U mnie foresto zawsze działało, niestety rok temu pojawiły się w mojej okolicy kleszcze na nie odporne. Zaczęłam podawać tabletki i problem kleszczy znikł. Brak kleszczy w poprzednim sezonie, w tym sezonie na razie podobnie 🙂
AtlantykowaPanna   "Jeśli idziesz przez piekło- nie zatrzymuj się!"
01 maja 2017 18:39
My właśnie zaraz znowu idziemy do weterynarza... Chyba uderze w tabletki.
derby   "Pamiętajcie, tylko spokój Was uratuje."
01 maja 2017 18:56
u mnie chyba 2 noce z mrozami -3 zamroziły kleszcze, bo nic nie znajduję jak na razie 🙂 ufff
AtlantykowaPanna   "Jeśli idziesz przez piekło- nie zatrzymuj się!"
01 maja 2017 20:31
A wie ktoś gdzie zamówie tabletki bravecto? U nas to koszt ponad 200zl..
szafirowa   inaczej- może być równie dobrze
01 maja 2017 21:32
AtlantykowaPanna, ile??? no bez jaj.
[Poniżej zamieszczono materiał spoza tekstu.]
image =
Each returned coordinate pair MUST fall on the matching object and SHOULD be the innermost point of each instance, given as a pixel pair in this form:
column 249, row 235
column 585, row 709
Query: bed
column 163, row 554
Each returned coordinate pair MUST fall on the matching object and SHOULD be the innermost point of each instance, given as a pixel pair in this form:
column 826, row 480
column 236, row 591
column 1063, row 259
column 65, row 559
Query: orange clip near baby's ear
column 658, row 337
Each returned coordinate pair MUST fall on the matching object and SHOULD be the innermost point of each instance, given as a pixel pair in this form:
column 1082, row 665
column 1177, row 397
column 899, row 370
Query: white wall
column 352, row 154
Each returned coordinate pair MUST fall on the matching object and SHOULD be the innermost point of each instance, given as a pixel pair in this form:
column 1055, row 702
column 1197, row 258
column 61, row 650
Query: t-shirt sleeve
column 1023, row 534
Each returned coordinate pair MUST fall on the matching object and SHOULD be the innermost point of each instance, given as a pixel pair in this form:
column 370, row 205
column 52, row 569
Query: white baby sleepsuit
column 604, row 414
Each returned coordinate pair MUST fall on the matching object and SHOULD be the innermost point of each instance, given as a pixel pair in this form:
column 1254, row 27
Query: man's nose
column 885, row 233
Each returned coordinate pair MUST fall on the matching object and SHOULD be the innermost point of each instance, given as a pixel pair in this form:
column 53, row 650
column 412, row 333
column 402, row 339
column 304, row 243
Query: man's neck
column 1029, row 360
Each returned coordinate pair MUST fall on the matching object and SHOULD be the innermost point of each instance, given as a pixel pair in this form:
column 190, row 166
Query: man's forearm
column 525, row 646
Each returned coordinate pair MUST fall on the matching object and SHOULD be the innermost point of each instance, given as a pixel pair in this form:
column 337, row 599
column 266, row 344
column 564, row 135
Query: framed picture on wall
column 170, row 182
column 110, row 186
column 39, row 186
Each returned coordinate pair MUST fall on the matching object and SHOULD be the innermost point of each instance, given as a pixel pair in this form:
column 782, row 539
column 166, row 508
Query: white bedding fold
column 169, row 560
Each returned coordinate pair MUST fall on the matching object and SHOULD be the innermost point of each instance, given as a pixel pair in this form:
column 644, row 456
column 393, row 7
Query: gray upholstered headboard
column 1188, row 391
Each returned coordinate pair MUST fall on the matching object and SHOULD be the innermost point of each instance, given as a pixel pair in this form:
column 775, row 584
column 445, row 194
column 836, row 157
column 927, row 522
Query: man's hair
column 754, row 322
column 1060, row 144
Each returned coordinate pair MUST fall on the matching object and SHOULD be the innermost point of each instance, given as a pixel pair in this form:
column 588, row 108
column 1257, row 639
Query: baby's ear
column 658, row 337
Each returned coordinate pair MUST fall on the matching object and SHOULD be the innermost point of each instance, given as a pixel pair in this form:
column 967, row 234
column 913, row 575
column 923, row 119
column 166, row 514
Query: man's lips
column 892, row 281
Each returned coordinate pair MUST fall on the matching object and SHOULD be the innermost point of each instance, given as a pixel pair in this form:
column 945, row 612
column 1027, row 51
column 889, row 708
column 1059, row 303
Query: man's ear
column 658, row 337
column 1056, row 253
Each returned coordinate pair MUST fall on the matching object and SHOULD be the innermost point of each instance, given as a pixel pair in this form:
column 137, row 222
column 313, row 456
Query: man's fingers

Ja co prawda place ceny hurtowe, ale najwieksza tabletka powyzej 40 kilogramow wychodzi jakos 90cos zlotych.
u nas w lecznicy ceny zdecydownie niehurtowe ale na do 200 to nawet się nie zbliżają, zaleznie od wielkości jakoś powyżej 100
AtlantykowaPanna   "Jeśli idziesz przez piekło- nie zatrzymuj się!"
01 maja 2017 22:04
Skoczek do innego weta, może będzie taniej. Bo w necie nigdzie znaleźć nie mogę.
AtlantykowaPanna, bo w necie na szczęście nie ma i można nabyć tylko u weta. U nas największa tabletka kosztuje 125zł, na labRadora około 110 wychodzi.